FallUpJV t1_jcje89y wrote on March 17, 2023 at 7:10 AM

I don't get this anymore if it's not the model size nor the transformer architecture then what is it?

Models were just not trained enough / not on the right data?

xEdwin23x t1_jcjfnlj wrote on March 17, 2023 at 7:31 AM

First, this is not a "small" model so size DOES matter. It may not be hundreds billion parameters but it's definitely not small imo.

Second, it always has been (about data) astronaut pointing gun meme.

FallUpJV t1_jclpydo wrote on March 17, 2023 at 7:09 PM

Yes it's definitely not small, I meant comparated to the models people have been paying attention to the most on the last few years I guess.

The astronaut pointing gun meme is a good analogy, almost a scary one, I wonder how much we could improve existing models with simply better data.

MysteryInc152 t1_jclpjzi wrote on March 17, 2023 at 7:07 PM

It's predicting language. as long as the structure can allow properly to learn to predict language, you're good to go.

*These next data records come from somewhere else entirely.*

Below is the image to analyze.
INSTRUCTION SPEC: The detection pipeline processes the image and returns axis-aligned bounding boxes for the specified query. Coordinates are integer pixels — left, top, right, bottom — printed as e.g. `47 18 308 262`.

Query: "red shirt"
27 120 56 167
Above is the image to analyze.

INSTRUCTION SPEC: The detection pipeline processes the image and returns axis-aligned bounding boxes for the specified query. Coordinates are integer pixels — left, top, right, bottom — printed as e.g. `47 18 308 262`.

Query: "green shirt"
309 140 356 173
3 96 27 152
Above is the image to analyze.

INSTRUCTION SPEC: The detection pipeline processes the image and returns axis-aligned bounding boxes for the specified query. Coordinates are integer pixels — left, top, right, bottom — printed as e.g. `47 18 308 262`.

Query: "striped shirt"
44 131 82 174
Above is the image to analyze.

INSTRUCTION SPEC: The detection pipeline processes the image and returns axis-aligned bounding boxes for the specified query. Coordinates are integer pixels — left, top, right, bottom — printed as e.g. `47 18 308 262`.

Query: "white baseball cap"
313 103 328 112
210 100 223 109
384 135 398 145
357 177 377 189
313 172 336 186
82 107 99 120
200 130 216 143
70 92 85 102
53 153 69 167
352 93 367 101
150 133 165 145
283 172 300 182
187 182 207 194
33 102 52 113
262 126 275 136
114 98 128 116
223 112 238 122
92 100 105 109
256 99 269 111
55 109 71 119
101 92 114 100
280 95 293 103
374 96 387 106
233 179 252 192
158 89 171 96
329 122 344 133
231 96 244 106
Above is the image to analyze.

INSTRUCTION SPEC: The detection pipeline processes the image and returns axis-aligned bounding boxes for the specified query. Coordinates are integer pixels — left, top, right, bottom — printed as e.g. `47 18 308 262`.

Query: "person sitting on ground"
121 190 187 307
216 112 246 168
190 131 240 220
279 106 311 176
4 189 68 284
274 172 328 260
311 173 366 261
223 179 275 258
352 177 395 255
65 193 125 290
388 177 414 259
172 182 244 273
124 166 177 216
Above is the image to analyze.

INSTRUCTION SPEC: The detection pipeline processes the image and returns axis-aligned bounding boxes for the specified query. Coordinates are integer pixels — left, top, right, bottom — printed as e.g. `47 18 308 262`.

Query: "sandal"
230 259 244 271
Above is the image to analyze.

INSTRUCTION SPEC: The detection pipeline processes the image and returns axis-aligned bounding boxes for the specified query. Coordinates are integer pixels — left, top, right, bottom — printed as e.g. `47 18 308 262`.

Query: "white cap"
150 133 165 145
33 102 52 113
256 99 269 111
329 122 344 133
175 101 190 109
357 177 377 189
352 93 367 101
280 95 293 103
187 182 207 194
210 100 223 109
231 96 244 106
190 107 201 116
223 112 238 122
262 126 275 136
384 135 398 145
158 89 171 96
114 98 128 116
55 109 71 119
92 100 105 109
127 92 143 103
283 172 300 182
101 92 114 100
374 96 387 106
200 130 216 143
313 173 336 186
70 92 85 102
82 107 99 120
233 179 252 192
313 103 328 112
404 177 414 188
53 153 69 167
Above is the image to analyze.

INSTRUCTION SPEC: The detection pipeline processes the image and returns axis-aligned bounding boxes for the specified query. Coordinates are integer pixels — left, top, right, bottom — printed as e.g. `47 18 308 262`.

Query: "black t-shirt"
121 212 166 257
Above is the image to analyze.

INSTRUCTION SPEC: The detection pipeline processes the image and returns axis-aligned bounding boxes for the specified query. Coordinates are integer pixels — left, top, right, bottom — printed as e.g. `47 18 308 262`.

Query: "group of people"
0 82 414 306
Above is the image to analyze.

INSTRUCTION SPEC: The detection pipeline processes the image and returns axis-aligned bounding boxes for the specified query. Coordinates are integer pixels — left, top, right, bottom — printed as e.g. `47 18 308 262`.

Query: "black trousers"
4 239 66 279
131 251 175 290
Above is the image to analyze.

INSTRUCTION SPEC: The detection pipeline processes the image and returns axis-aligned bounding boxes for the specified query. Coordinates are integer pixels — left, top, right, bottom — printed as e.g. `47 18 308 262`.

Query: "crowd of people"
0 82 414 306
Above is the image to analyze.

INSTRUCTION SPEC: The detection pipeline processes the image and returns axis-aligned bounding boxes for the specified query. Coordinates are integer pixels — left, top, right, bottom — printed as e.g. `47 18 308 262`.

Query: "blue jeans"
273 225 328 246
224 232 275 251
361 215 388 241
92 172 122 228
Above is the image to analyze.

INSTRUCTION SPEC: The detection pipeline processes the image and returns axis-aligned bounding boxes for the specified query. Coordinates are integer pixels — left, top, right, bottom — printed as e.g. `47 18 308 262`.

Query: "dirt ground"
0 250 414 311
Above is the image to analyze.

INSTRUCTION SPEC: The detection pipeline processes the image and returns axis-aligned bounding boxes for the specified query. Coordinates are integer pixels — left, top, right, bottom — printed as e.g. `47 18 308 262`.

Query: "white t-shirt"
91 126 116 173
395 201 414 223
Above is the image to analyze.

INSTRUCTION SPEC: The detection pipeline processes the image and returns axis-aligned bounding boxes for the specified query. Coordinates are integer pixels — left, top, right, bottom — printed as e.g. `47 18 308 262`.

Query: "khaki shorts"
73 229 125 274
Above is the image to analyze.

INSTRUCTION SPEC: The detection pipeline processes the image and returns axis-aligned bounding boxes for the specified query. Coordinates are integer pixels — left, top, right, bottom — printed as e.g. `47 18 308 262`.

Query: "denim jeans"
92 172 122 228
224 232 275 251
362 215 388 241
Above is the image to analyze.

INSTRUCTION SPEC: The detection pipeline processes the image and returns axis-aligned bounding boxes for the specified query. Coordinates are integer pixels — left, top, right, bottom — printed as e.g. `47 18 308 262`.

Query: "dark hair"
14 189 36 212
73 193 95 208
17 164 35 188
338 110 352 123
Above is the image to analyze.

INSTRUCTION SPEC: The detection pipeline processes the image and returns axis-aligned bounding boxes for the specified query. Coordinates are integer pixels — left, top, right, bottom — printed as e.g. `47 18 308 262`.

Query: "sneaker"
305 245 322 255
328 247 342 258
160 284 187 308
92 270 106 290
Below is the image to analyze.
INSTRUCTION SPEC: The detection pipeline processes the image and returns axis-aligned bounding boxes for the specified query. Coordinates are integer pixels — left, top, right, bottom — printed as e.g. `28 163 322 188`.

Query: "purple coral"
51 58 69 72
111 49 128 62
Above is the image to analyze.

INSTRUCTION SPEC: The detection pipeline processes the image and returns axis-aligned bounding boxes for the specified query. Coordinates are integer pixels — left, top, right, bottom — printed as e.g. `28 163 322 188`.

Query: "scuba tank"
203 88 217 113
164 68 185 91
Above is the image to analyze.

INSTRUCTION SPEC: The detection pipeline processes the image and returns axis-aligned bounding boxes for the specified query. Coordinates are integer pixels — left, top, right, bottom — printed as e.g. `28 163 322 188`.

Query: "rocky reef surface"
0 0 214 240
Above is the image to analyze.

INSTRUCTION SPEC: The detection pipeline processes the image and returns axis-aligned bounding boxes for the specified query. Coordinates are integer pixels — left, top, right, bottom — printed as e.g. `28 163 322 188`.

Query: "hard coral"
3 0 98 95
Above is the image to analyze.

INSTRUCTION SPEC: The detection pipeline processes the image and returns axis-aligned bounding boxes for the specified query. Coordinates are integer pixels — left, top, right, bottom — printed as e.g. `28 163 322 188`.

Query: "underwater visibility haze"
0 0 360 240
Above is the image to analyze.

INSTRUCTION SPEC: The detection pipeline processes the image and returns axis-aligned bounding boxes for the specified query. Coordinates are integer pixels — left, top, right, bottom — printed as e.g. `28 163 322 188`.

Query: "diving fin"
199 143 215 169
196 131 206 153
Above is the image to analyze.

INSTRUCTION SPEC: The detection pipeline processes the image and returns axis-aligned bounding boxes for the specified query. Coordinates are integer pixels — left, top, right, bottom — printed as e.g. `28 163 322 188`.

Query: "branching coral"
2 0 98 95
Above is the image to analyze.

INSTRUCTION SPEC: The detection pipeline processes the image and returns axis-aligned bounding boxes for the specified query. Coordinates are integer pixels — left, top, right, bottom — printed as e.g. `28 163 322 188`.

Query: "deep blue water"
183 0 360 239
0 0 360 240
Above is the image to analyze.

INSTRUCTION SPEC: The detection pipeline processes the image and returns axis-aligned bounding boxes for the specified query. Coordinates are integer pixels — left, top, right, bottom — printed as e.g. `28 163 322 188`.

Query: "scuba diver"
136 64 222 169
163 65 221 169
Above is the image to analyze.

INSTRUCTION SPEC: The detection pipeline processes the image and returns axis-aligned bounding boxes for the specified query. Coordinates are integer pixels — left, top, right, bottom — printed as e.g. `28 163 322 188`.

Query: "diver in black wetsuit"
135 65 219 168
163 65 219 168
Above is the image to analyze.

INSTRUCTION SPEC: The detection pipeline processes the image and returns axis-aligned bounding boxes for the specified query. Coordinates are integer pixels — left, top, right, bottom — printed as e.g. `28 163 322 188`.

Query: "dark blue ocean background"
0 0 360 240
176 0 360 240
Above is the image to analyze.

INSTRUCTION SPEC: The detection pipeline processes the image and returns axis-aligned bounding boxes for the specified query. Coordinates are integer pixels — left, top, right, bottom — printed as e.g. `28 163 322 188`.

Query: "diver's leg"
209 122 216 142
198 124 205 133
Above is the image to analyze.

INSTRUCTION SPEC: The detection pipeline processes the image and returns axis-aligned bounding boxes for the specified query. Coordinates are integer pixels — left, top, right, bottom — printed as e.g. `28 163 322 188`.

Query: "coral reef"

turnip_burrito t1_jcoul9i wrote on March 18, 2023 at 12:41 PM

Yes, exactly. Everyone keeps leaving the architecture's inductive structural priors out of the discussion.

It's not all about data! The model matters too!

satireplusplus t1_jcp6bu4 wrote on March 18, 2023 at 2:20 PM

This model uses a "trick" to efficiently train RNNs at scale and I still I have to take a look to understand how it works. Hopefully the paper is out soon!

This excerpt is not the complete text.